A crítica social nas letras de Pinto do Acordeon
8 de maio de 2023A crítica social nas letras de Pinto do Acordeon por Silvio Darlan.
Texto extraído da coluna Funes do Jornal a União publicado na data de 05/05/2023.
“Eu vou estar ‘vivão’ a vida inteira porque o artista não morre. Quem já gravou 486 músicas para tudo quanto é de artistas e nos meus discos, esse artista não vai morrer nunca. Ele se imortaliza. Na sua cova nasce um pé de flor”. Essa fala do próprio artista, em um momento de alegria, é a síntese de um dos filhos mais ilustres de Conceição (PB), em depoimento prestado para a série O Milagre de Santa Luzia. Elba Ramalho era vizinha do conterrâneo, cresceram juntos. “Um homem de muita integridade, um homem que venceu muitas batalhas difíceis, de fome, dificuldade de sobrevivência, de adversidades, mas sempre venceu tudo com um sorriso, com um jeito generoso”, disse a cantora na época do seu falecimento, em entrevista à rádio CBN.
Conhecido como Pinto do Acordeon, Francisco Ferreira Lima nasceu em Conceição, no Vale do Piancó, e se tornou popular a partir de apresentações com Luiz Gonzaga, o “Rei do Baião”, tendo sido autor e intérprete de várias canções que marcaram a cultura nordestina.
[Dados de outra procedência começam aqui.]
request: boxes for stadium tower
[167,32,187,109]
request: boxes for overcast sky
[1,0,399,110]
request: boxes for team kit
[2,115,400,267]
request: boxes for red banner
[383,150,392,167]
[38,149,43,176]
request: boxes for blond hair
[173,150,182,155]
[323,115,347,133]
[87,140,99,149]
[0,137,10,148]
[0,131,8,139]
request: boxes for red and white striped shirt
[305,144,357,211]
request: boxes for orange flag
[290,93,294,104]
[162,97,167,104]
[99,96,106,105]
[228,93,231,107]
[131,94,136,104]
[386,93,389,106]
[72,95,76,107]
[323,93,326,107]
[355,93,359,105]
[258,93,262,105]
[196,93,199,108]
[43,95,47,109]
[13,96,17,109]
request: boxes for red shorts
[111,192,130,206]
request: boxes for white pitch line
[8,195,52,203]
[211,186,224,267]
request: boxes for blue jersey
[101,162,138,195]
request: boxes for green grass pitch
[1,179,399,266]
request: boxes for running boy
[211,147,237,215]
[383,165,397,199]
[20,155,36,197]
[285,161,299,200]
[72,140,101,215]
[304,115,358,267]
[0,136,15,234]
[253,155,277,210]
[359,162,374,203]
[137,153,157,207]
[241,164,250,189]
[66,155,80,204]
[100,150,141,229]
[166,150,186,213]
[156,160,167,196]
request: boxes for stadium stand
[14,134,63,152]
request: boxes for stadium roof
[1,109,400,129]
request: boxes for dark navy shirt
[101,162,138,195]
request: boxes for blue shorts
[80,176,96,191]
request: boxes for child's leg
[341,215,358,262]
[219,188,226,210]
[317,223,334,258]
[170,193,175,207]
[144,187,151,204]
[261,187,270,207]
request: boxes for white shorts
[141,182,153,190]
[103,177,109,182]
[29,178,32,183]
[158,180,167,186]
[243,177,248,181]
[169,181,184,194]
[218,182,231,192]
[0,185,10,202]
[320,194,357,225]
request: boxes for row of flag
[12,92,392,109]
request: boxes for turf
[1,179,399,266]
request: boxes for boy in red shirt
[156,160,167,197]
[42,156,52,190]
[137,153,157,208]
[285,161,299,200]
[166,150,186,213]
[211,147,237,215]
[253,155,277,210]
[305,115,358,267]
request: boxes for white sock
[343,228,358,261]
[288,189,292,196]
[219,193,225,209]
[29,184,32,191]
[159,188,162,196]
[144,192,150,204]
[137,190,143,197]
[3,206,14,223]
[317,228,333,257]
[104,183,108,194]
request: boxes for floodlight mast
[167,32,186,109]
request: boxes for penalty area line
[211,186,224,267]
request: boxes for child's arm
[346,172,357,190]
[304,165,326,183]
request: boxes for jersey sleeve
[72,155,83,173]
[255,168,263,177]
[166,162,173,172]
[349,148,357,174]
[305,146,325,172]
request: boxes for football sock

Além de artista, Pinto do Acordeon foi vereador em João Pessoa, em mandato que durou de 1993 até 1997. Sua forte manifestação musical marcou gerações, a obra dele se tornou Patrimônio Cultural e Imaterial do Estado da Paraíba. Ainda em 2019, o artista recebeu o título de Mestre das Artes Canhoto da Paraíba. Em dezembro de 2018, a Câmara Municipal de João Pessoa aprovou a concessão do Título de Cidadania Pessoense a Pinto do Acordeon. A propositura foi do vereador Milanez Neto.
Ele dizia sempre que Luiz Gonzaga foi sua grande inspiração na música. “Quando ele foi tocar em Conceição, a primeira vez, ele estava se apresentando em um grupo escolar e a gente, moleque, tudo em cima dos telhados das casas, para assistir ele. Não tinha dinheiro para pagar”. Foi quando Gonzaga disse lá do palco: “Olha molecada, vocês tudinho aí, amanhã vai ter show de graça em praça pública, vou tocar no meio da rua para vocês que não tem condições de pagar”.
Ele gravou cerca de 20 álbuns durante sua carreira musical, ‘Neném Mulher’ é uma das músicas mais conhecidas, e que se tornou ícone das festas de São João, sendo ele figura principal nas festas de abertura das festas em Patos, gravada também por Elba Ramalho. Sua forte ligação com temas relacionados à agricultura, levou para a música a problematização e situações de dificuldade vivida por nordestinos, na canção ‘Matuto Teimoso’ é possível perceber uma forte crítica social com a falta de assistência estatal, face aos fortes períodos de estiagem que castiga o nordeste.
Em 2008, ele se apresentou no grande Festival de Montreux, na Suíça, no qual se apresentou junto com outros artistas brasileiros, entre os quais Gilberto Gil, Elba, Milton Nascimento, Chico César, Flávio José e outros.
Apesar de levantar situações que afloram a tristeza e o sofrimento vivido por sertanejos que sonham com melhores condições de vida e dignidade, Pinto do Acordeon cria um imaginário de esperança, com habilidades poéticas de forte identificação com a cultura paraibana, sua ligação com a terra é expressa nas suas letras de afirmação e orgulho, suas raízes é desenhada fortemente na canção ‘Minha Origem’, de 1994, com arrimo e lirismo, sutilmente discorre sobre uma grande problemática vivida na segunda metade do século passado, fincado pelo banditismo com origens na violência rural, mostrando um ambiente diferente, de tranquilidade, fazendo um verdadeiro trabalho de divulgação do seu lugar através da arte.
De modo geral, suas letras transmitem a essência das várias manifestações culturais, sempre apontando para situações inusitadas, mas, que carregam uma forte carga de crítica, feita de forma tão harmoniosa, que desafia as letras de qualquer doutor em sociologia. Ao se aproximar dos festejos de São João, impossível não se lembrar de sua energia que arrebata o mais intenso espírito nordestino, esse filho ilustre de Conceição (PB), radicado em Patos (PB), conquistou cabeças e corações e se tornou uma lenda, um vulto de grande expressão cultural, eternizado nas noites de São João.